A few minutes into A Life in the Death of Joe Meek, a new feature-length documentary about legendary British producer and sonic innovator Joe Meek from American producers/directors Howard S. Berger and Susan Stahman (its title a reference to the 1960s play A Day in the Death of Joe Egg), Keith Strickland of the B-52s compares Meek to Brian Eno and Kraftwerk. While the comparison may seem far-fetched at first, the numbers (Meek produced more than 250 singles between 1960 and 1967, including the first Billboard no. 1 by a British group, the Tornados’ “Telstar”) are simply staggering, and the influence of his pioneering use of overdubs, echo and—more generally—the studio as a musical instrument in itself can be heard in countless recordings by everyone from Wreckless Eric to Mr. Bungle to Atlas Sound. This year, the NME even named Joe Meek the greatest producer ever, topping a list that included such notables as Phil Spector, Quincy Jones, Rick Rubin, Dr. Dre and George Martin—a testament to the importance of his legacy. To put it mildly, and although he made his share of poor musical judgments (including advising Brian Epstein not to sign the Beatles, passing on David Bowie, and convincing the Moontrekkers to get rid of their teenage singer, one Roderick Stewart), Joe Meek was—and his accomplishments remain—a big deal.
If all Meek had ever done was to engineer and produce dozens of groundbreaking hit singles and revolutionize the way music was recorded in Britain, that alone would surely provide enough fodder for a fascinating music documentary. That his life was also marked by several professional falling-outs, paranoia, a fascination with the occult, stories of tantrums and the challenges of being a homosexual man in Britain at a time when that was enough to get arrested means that there is plenty of material for a film twice as long as A Life in the Death of Joe Meek.

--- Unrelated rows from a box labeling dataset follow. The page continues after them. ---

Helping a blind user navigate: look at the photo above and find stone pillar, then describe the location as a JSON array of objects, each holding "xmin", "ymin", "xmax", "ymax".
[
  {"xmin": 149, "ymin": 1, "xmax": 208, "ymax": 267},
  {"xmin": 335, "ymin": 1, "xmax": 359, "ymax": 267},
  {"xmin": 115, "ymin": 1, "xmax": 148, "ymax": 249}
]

What there is precious little of is footage of Joe Meek at work in the studio or being interviewed. Berger and Stahman overcome this problem by drawing on several interviews with industry insiders, biographers, family members, Meek enthusiasts, and a lengthy list of musicians (including the aforementioned Strickland, Led Zeppelin’s Jimmy Page, Yes’s Steve Howe, Edwyn Collins, Franz Ferdinand’s Alex Kapranos and members of groups who recorded with Meek such as the Tornados, the Honeycombs and the Cryan’ Shames). While this means that A Life in the Death of Joe Meek has to rely largely on a collection of talking heads to tell Meek’s story, it nevertheless manages to cover all the bases, from his solitary youth in Newent as an electronics prodigy (he is said to have assembled the region’s first working television in his parents’ shed) to his first experiments with sound mixing as an engineer for the International Broadcasting Company, to his untimely death in the still-mysterious murder-suicide of his landlord at the age of 34. The meat of the documentary is devoted to Meek’s years at 304 Holloway Road (“It didn’t look like Abbey Road. It looked like your grandfather’s garden shed, you know, where your grandfather was experimenting”, says David John of David John and the Mood), but Berger and Stahman also find time to examine Meek’s struggles with the stodgy British music industry as an independent—and innovative—record producer, his obsession with Buddy Holly and his perceived rivalry with Spector, whom he believed was stealing all his ideas.
Where A Life in the Death of Joe Meek falters the slightest—perhaps out of necessity to keep the film’s running time under two hours—is in presenting the more technical aspects of Meek’s recordings. The producer’s sexuality and relationship with bassist Heinz Burt of the Tornados are discussed in lengthy and often uncomfortable segments (some suggest that Burt was gay “for money”), but those looking for a Classic Albums-style breakdown of the recording techniques used on Meek’s biggest hits for the most part will not find it here, though discussions of his work on the late Humphrey Littleton’s only hit, a jazz instrumental by the title of “Bad Penny Blues” (which Page calls “phenomenal”), and I Hear A New World, a concept LP only released in full long after his death, are both illuminating.
Ultimately, A Life in the Death of Joe Meek aims to paint a complete picture of Joe Meek as a studio genius, a gifted and inventive recording pioneer, as well as a flawed human being—and in that respect it is a resounding success. Those already familiar with Meek’s work will find in this documentary a detailed oral history of a fascinating period in British music that is too often overshadowed by the emergence of the Beatles and the Rolling Stones. For everyone else, A Life in the Death of Joe Meek will serve as the perfect introduction to one of popular music’s most idiosyncratic character—and one of its most unique back catalogues.